The current economic expansion is rapidly approaching its six-year anniversary. Contrary to popular belief, the likelihood of entering a recession does not depend on the age of the expansion. However, there are other issues. In this recovery, average growth in the first quarter of the year has been well below the average of the other three quarters, leading to some doubts about the quality of the seasonal adjustment. Looking ahead, the government will introduce two new gauges with the annual benchmark revisions in late July.
Economic activity has strong seasonal patterns related to the weather, the school year, and holiday shopping. Estimates of Gross Domestic Product are adjusted for seasonal differences, or rather, their components are adjusted (usually by the agency providing the source data). By design, seasonally adjusted data should not display signs of seasonal variation (that is, there should be no residual seasonality).
Clearly, first quarter GDP growth in recent years has been lower, but is that truly significant? Economists at the Fed’s Board of Governors say no. Economists at the San Francisco Fed say yes, and properly adjusted, GDP growth for 1Q15 would have been 1.8%, rather than the 0.2% reported in the advance estimate. Yet, any statistician can tell you, five observations are not enough on which to base any meaningful analysis. In other words, nobody knows. Post-recession seasonal patterns may have changed. The housing collapse and mortgage debt overhang could have led to permanent changes in spending habits. Financial deleveraging may have led to longer-term distortions in the credit system. We won’t know for sure until a lot more time has passed. The government does alter the seasonal adjustment over time. However, seasonal adjustment problems will balance out over the course of the year. One can simply look at year-over-year changes.
In Econ 1, students learn the aggregate economic activity can be measured as output or income. While most people are familiar with GDP, may are unaware of GDI. These two measures often differ from quarter to quarter and each has its advocates. In July, the Bureau of Economic Analysis will introduce a new measure, which is simply the average of the two.

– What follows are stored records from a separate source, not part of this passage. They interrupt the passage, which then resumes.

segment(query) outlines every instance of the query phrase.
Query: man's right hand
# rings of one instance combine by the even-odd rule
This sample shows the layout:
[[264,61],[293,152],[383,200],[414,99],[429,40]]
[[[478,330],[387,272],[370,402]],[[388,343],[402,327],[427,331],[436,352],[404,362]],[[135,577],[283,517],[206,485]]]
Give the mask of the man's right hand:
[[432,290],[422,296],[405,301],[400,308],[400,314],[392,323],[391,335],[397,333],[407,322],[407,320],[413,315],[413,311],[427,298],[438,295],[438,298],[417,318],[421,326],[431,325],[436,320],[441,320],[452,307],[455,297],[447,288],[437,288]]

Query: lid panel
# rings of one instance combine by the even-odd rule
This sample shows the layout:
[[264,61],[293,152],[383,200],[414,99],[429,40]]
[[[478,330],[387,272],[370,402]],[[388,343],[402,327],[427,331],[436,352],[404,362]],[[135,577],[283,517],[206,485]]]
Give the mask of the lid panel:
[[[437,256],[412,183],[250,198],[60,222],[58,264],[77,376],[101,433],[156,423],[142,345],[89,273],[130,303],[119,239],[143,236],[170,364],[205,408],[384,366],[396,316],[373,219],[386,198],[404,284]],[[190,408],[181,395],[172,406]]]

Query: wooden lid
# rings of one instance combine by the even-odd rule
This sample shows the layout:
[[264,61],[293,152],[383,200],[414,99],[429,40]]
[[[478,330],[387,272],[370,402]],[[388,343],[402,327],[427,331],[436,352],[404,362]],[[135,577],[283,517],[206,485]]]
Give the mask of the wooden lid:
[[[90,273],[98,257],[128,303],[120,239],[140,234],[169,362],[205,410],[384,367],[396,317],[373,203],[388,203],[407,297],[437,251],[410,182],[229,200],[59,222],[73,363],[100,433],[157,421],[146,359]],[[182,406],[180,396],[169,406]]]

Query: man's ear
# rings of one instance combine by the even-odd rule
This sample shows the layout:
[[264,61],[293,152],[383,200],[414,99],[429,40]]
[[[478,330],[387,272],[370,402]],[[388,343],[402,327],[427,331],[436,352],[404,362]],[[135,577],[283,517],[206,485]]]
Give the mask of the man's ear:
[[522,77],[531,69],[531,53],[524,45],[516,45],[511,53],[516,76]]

Financial market participants place way too much emphasis on the headline GDP growth figure. Consumer spending and business fixed investment are key, accounting for more than 80% of GDP. However, net exports, the change in inventories, and defense spending account for more than their fair share of volatility and can whip the headline GDP growth figure around from quarter to quarter. In July, the BEA will introduce Final Sales to Private Domestic Purchases, which will be a better gauge of underlying demand and be a lot less choppy than GDP.
Questions about the seasonality of GDP growth help highlight the fact that investors should consider the broad range of economic data, not just one figure.